Si donc l’art peut être divertissement – s’il peut être l’occasion de s’échapper du réel en faisant miroiter les lumières d’un ailleurs imaginaire - le monde commun vis-à-vis duquel on juge d’un tel divertissement – opposé au sérieux des gens très très sérieux – ne saurait être pensé comme la mesure même de la réalité sans oublier par là qu’il est lui-même le produit singulier d’une vision du monde, d’habitudes de vie et de pensées figées. Mettre à distance la quotidienneté, c’est la condition même pour voir et questionner. Car si la vie est ce qui ne s’arrête jamais, aussi ne pouvons-nous, - puisque nous sommes pris dans son mouvement - jamais la voir. Si l’art n’est donc pas qu’un jeu décollé de la vie, c’est que, puissance critique et d’ouverture, il donne à voir et à penser tant la relativité de notre vie quotidienne que des modalités insoupçonnées de vie et de pensée. C’est qu’en effet, allons-nous voir, le corollaire du regard quotidien étranger aux puissances de l’art, n’est autre que la pauvreté des puissances subjectives du corps et de la pensée : alors loin d’être évasion de notre corps, de notre vie, dans un ailleurs imaginaire, l’art peut être conçu comme le grand éducateur de l’homme à ses propres puissances.

 

 

c) L’art comme transformation et développement des puissances humaines

 Nous notions plus haut avec Freud que l’origine de la création artistique était quelque souffrance et quelque frustration du désir humain incapable de se réaliser. De là la relation entre l’art et le jeu, ces deux pratiques n’étant accessibles qu’à travers une attitude dé-réalisante qui, en forgeant une représentation imaginaire plaisante serviraient de substituts imaginaires à notre incapacité de vivre. L’art et le jeu seraient ainsi des moyens de nous évader de nous-mêmes en feignant de nous retrouver dans un monde imaginaire mimé. Ce qu’il faut retenir d’une telle analyse, c’est le fait qu’en effet, nous ne créerions pas et ne serions pas attirés par les œuvres de l’art si nous étions satisfaits de la réalité présente. N’est-ce pas le cas, en effet, de tous ces insensibles aux mondes de l’art, qui pensent trouver sur la terre bien ferme de leur monde historique la fin et le sens même de leur vie? Il y a donc bien quelque désir d’ailleurs à l’origine de toute création et contemplation.

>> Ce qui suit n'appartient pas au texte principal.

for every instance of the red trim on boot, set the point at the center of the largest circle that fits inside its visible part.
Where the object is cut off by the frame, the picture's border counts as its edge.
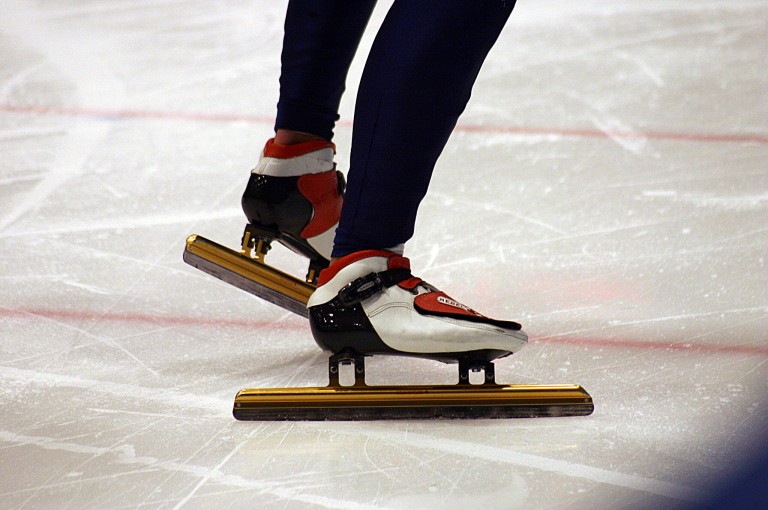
(322, 191)
(327, 274)
(274, 150)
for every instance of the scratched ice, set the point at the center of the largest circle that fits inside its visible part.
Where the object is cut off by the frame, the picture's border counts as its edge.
(606, 186)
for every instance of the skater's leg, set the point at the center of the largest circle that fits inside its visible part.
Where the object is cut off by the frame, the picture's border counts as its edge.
(417, 81)
(321, 37)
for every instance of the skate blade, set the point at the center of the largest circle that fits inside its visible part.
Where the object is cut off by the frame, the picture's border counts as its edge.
(463, 401)
(248, 274)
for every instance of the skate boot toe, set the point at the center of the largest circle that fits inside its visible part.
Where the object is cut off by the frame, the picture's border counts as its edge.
(370, 303)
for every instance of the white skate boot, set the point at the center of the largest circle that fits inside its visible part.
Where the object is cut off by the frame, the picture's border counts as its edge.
(294, 196)
(369, 303)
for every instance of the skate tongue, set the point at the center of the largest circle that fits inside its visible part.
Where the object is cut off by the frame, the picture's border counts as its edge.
(328, 273)
(370, 285)
(439, 304)
(275, 150)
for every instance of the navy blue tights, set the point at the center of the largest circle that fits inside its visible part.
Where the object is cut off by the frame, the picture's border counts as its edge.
(417, 80)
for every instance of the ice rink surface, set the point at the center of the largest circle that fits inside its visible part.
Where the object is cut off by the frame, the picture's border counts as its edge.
(607, 187)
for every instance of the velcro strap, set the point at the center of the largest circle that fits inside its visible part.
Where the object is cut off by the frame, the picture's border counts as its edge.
(371, 284)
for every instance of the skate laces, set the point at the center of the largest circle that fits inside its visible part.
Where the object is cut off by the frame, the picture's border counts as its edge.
(371, 284)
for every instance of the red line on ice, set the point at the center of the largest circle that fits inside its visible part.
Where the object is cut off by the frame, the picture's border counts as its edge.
(171, 320)
(467, 128)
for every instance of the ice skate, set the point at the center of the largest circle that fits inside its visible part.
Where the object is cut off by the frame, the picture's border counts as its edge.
(294, 196)
(368, 303)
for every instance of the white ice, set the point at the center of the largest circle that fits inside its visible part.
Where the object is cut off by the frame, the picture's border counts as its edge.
(607, 186)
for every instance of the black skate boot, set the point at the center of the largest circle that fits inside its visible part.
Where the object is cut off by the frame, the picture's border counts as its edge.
(293, 196)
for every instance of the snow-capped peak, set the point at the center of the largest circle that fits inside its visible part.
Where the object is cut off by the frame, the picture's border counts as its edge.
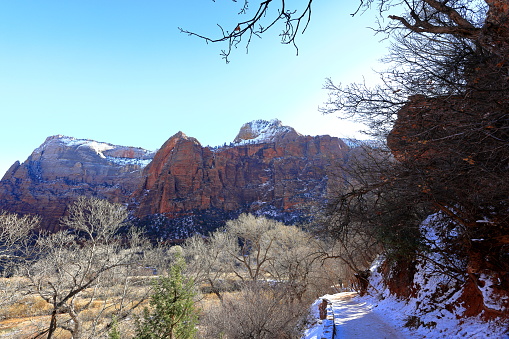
(260, 131)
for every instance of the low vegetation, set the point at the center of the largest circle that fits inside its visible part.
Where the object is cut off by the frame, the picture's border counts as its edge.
(253, 278)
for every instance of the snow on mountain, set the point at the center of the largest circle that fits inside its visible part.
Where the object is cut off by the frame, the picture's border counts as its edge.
(120, 155)
(261, 131)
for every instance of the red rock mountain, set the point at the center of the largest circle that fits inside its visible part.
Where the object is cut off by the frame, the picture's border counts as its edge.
(269, 164)
(63, 168)
(269, 168)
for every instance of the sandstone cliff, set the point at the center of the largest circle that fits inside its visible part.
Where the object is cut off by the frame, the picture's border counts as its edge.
(269, 167)
(63, 168)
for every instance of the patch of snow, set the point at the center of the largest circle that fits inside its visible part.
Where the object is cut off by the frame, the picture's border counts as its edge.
(355, 143)
(129, 161)
(262, 131)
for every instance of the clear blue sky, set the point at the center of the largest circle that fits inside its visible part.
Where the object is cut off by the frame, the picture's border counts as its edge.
(120, 71)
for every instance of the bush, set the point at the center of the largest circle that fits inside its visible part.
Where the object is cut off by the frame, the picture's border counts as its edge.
(173, 314)
(258, 311)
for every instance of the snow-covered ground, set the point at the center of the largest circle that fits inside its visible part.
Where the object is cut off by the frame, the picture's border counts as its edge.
(370, 318)
(367, 318)
(353, 319)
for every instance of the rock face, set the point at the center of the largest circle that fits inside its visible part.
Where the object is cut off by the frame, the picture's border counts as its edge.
(63, 168)
(269, 165)
(269, 169)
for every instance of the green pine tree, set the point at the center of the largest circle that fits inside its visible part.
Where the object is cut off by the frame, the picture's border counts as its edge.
(114, 333)
(172, 314)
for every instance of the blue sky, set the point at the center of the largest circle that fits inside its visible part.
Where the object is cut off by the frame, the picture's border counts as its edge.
(120, 71)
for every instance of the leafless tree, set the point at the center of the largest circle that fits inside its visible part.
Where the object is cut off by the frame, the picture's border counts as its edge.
(210, 260)
(257, 312)
(16, 235)
(74, 267)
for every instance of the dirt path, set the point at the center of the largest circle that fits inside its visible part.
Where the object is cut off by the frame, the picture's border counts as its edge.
(354, 320)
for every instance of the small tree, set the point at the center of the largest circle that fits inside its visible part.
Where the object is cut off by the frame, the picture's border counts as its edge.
(72, 268)
(173, 315)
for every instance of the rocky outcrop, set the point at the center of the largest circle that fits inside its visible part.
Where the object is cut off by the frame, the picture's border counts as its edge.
(63, 168)
(283, 169)
(269, 169)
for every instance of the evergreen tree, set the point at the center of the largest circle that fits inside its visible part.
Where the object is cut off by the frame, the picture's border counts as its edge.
(172, 314)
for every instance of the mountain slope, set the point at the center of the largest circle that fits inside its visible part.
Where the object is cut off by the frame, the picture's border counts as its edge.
(63, 168)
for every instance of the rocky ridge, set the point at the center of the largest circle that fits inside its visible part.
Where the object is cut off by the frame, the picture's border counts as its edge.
(269, 169)
(63, 168)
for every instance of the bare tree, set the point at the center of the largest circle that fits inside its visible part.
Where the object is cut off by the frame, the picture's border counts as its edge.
(257, 312)
(73, 267)
(16, 235)
(210, 260)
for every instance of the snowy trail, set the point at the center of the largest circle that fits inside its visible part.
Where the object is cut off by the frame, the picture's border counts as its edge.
(354, 320)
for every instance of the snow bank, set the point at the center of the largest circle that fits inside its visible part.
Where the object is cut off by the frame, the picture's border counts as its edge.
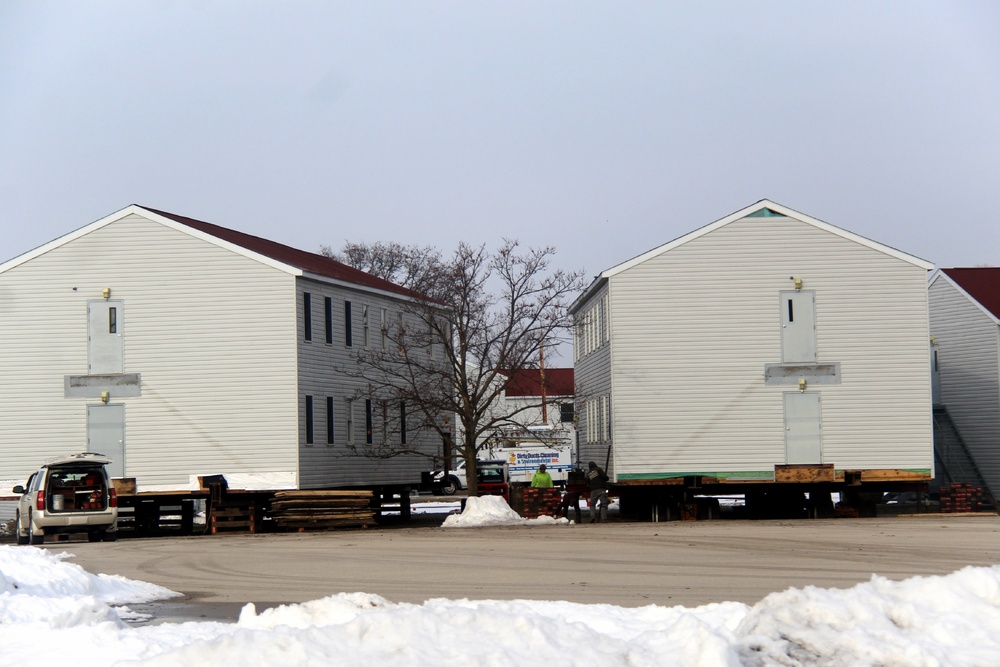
(493, 511)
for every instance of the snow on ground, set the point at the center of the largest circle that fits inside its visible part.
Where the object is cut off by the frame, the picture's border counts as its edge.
(53, 612)
(493, 511)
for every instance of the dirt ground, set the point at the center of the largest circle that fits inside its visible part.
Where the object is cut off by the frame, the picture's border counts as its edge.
(621, 563)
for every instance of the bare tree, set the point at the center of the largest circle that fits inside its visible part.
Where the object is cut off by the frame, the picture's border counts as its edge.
(482, 317)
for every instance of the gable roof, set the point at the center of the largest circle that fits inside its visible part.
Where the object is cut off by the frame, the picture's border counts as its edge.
(291, 260)
(981, 284)
(765, 208)
(528, 382)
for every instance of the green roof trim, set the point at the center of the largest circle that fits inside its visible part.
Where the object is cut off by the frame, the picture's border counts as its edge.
(766, 213)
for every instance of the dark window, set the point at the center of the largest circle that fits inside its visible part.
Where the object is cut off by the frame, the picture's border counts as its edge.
(368, 421)
(328, 307)
(309, 420)
(402, 422)
(329, 420)
(348, 340)
(307, 314)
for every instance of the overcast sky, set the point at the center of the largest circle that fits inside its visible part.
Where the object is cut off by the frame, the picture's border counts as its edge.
(603, 128)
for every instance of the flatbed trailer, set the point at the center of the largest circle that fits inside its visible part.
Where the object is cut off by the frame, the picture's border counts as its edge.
(795, 491)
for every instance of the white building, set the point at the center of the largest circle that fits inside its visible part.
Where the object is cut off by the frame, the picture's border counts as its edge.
(180, 348)
(965, 325)
(763, 340)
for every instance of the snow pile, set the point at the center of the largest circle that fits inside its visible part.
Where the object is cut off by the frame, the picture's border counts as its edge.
(493, 511)
(53, 612)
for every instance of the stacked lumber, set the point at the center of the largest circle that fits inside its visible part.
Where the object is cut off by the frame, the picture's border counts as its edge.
(299, 510)
(962, 498)
(541, 502)
(232, 518)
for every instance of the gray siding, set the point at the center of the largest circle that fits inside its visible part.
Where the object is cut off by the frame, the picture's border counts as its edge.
(210, 331)
(592, 376)
(694, 326)
(968, 345)
(321, 374)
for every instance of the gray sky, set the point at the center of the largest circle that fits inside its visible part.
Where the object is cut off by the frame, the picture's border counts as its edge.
(603, 128)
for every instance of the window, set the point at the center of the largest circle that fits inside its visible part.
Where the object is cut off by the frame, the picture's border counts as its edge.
(605, 427)
(385, 421)
(309, 421)
(329, 420)
(384, 326)
(350, 421)
(364, 326)
(402, 422)
(368, 421)
(307, 315)
(608, 425)
(328, 310)
(348, 338)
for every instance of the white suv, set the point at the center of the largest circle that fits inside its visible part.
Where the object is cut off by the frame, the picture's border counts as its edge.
(71, 494)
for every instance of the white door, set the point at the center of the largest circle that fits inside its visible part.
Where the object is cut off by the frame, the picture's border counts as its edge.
(803, 427)
(798, 326)
(105, 320)
(106, 435)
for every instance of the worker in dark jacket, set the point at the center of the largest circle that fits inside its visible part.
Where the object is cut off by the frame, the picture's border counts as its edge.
(598, 480)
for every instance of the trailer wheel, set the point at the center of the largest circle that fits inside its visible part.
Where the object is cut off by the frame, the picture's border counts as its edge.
(37, 537)
(21, 539)
(450, 487)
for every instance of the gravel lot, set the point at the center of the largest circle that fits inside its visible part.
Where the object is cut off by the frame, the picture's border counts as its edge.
(621, 563)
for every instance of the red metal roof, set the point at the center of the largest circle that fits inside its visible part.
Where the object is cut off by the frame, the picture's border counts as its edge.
(300, 259)
(982, 284)
(528, 382)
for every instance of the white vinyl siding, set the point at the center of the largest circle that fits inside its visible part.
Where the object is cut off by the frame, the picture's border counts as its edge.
(196, 314)
(693, 327)
(968, 346)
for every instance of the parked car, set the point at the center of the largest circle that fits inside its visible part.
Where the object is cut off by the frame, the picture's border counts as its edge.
(493, 479)
(451, 482)
(71, 494)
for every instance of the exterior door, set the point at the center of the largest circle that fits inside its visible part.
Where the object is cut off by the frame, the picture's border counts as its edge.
(106, 435)
(105, 321)
(803, 429)
(798, 326)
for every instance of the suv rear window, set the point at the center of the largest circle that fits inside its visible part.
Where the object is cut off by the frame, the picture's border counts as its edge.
(80, 488)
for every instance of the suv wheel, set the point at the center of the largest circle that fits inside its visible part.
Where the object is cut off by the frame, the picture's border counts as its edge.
(21, 539)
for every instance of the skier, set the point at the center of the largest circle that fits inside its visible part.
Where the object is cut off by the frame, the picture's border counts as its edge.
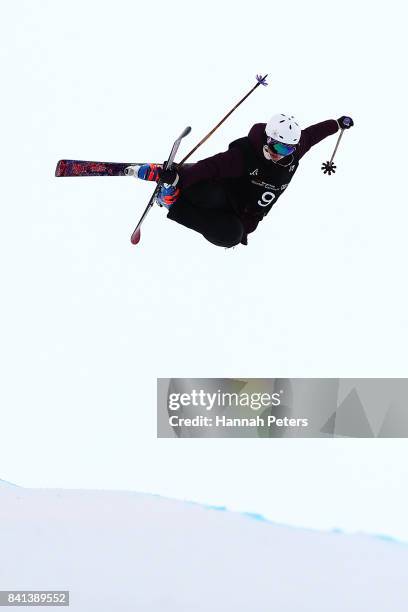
(225, 196)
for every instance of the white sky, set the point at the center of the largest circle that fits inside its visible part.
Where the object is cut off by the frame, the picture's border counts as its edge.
(89, 322)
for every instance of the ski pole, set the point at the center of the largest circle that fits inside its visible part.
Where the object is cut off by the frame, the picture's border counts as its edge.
(260, 81)
(329, 167)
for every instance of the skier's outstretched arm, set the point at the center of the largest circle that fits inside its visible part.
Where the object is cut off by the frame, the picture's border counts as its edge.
(317, 132)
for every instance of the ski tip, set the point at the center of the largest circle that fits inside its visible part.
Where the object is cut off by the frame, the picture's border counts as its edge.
(135, 237)
(59, 170)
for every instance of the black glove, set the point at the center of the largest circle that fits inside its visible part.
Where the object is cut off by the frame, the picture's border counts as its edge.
(170, 176)
(345, 122)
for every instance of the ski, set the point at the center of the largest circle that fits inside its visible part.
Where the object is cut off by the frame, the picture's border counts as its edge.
(135, 237)
(78, 167)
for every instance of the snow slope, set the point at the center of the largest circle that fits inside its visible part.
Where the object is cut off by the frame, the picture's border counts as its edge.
(126, 551)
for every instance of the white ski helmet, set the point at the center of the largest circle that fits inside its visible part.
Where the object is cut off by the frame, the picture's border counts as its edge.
(283, 128)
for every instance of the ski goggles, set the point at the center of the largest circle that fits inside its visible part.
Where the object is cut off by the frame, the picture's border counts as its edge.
(280, 147)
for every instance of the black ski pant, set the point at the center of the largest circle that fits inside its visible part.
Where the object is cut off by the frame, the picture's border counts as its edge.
(206, 208)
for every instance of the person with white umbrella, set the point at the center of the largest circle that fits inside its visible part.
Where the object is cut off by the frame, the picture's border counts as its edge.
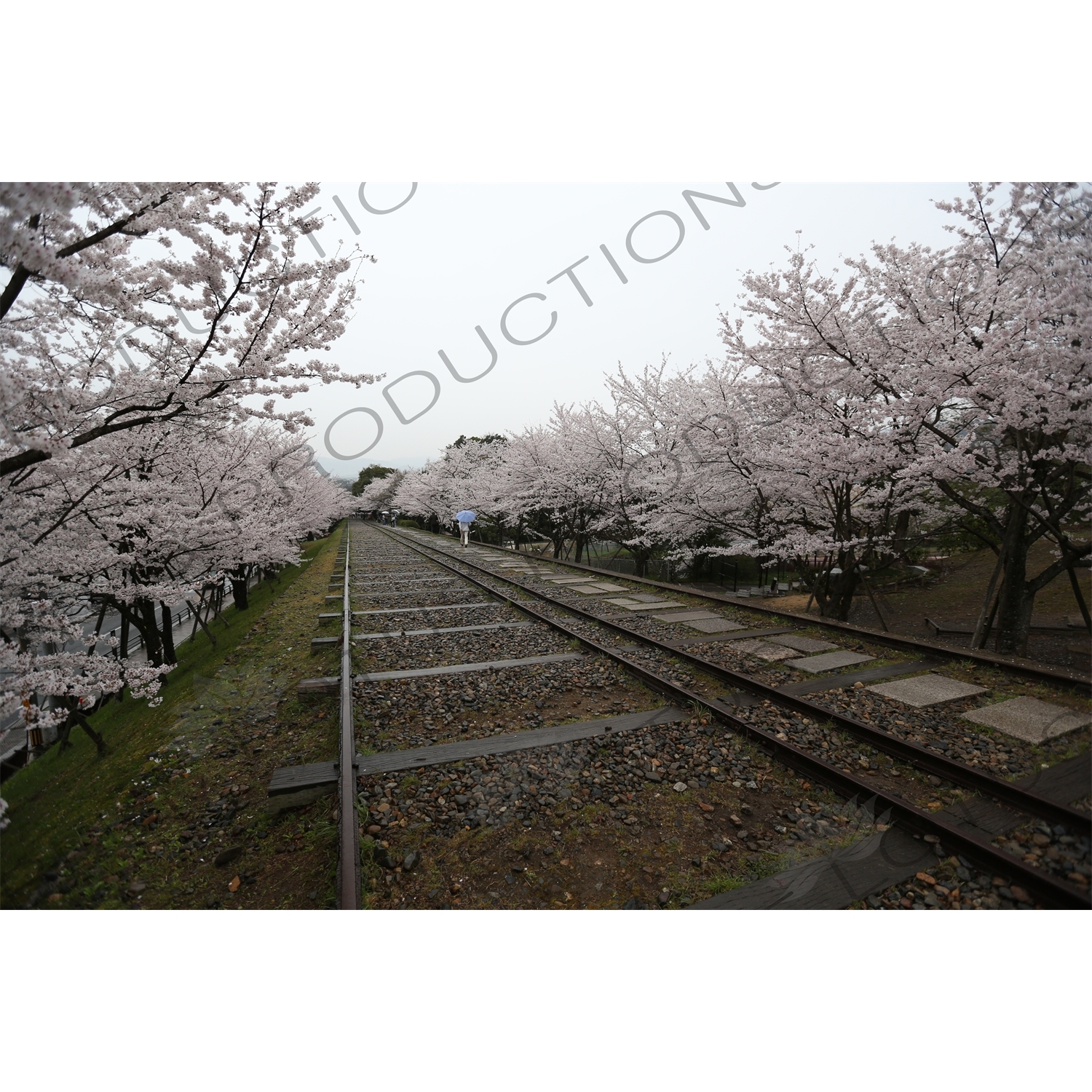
(465, 518)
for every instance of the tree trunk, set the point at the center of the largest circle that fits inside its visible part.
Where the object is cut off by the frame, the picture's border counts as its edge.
(151, 633)
(1013, 614)
(168, 635)
(834, 596)
(978, 637)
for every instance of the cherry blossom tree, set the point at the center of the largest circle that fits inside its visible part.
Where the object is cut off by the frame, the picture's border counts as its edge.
(974, 364)
(146, 332)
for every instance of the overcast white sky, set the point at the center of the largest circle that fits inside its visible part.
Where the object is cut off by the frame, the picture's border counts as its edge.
(454, 257)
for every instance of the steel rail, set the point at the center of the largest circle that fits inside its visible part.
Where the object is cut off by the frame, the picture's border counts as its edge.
(913, 753)
(1055, 891)
(1021, 668)
(349, 855)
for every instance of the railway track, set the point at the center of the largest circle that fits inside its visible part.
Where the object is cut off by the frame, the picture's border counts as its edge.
(1016, 665)
(390, 589)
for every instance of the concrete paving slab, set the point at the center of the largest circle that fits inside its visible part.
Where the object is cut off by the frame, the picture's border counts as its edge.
(1029, 719)
(712, 625)
(803, 644)
(764, 650)
(926, 690)
(829, 661)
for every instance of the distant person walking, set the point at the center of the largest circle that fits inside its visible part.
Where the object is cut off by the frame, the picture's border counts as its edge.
(465, 518)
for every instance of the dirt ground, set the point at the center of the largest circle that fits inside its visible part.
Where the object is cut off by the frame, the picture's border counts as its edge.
(954, 596)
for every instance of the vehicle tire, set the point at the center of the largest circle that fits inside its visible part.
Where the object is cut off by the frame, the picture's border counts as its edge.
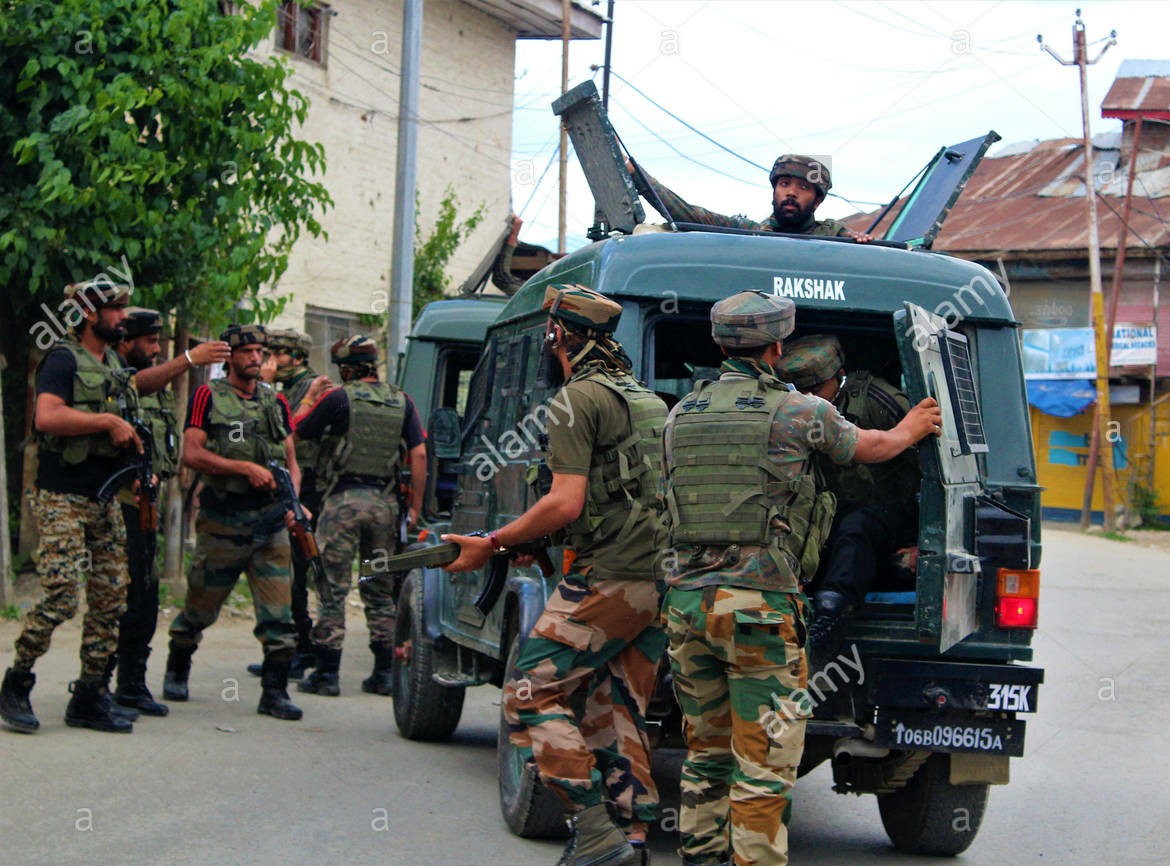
(530, 810)
(929, 815)
(422, 708)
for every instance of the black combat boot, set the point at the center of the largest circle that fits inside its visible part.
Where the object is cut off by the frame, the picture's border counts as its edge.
(324, 680)
(90, 707)
(178, 669)
(15, 708)
(132, 691)
(382, 680)
(274, 699)
(827, 631)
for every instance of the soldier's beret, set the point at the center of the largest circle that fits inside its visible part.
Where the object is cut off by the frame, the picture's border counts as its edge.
(811, 169)
(97, 294)
(139, 322)
(238, 336)
(290, 338)
(582, 309)
(810, 361)
(751, 318)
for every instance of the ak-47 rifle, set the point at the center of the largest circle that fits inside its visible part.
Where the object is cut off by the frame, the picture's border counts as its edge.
(304, 543)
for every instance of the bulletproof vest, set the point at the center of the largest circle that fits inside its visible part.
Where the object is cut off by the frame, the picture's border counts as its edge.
(623, 500)
(98, 386)
(157, 410)
(243, 430)
(872, 403)
(725, 488)
(370, 446)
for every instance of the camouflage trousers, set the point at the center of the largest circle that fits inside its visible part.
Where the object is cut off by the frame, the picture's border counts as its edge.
(254, 542)
(605, 637)
(81, 541)
(737, 658)
(359, 521)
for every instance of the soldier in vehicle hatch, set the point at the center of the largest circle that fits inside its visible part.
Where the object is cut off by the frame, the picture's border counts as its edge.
(799, 185)
(600, 626)
(876, 506)
(743, 511)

 Mais à la différence du jeu qui nous laisse identiques – aussi pauvres au sortir qu’à son entrée, cf. jeu de cartes comme « passe-temps », jeux vidéos… - l’épreuve effective de l’art est celle d’une transformation et d’un accroissement de nos propres puissances. Ainsi, note Karl Marx, « c’est la musique qui éveille le sens musical de l’homme ; pour l’oreille qui n’est pas musicienne, la musique la plus belle n’a aucune signification, n’est pas un objet, car mon objet ne peut être que la confirmation d’une maîtrise propre à mon être. L’objet sera pour moi tel que ma maîtrise est pour soi comme faculté subjective, car le sens qui correspond à cet objet s’étendra aussi loin que s’étend mon sens : voilà pourquoi les sens de l’homme social sont autres que ceux de l’homme non social. C’est seulement grâce à l’épanouissement de la richesse de l’être humain que se forme et se développe la richesse de la sensibilité subjective de l’homme : une oreille musicienne, un œil pour la beauté des formes, bref, des sens capables de jouissance humaine, des sens s’affirmant comme maîtrise propre à l’être humain » (Marx, manuscrits de 1844). Texte d’une grande profondeur : le corollaire du monde imaginaire de l’œuvre c’est une faculté éduquée et transformée par sa pratique des œuvres à pouvoir la faire vivre. Un tableau de Van Gogh n’est rien pour l’œil de l’âne, pour l’œil de celui qui, faute d’éducation de ses puissances de voir, de penser et de ressentir, n’est pas capable de lui donner la vie spirituelle, la vie intérieure qui est la sienne. Or ce n’est que par la pratique des œuvres et la création personnelle que nos puissances de voir, de penser, d’entendre, d’imaginer, de sculpter, de parler… peuvent se déployer, se transformer, s’affiner.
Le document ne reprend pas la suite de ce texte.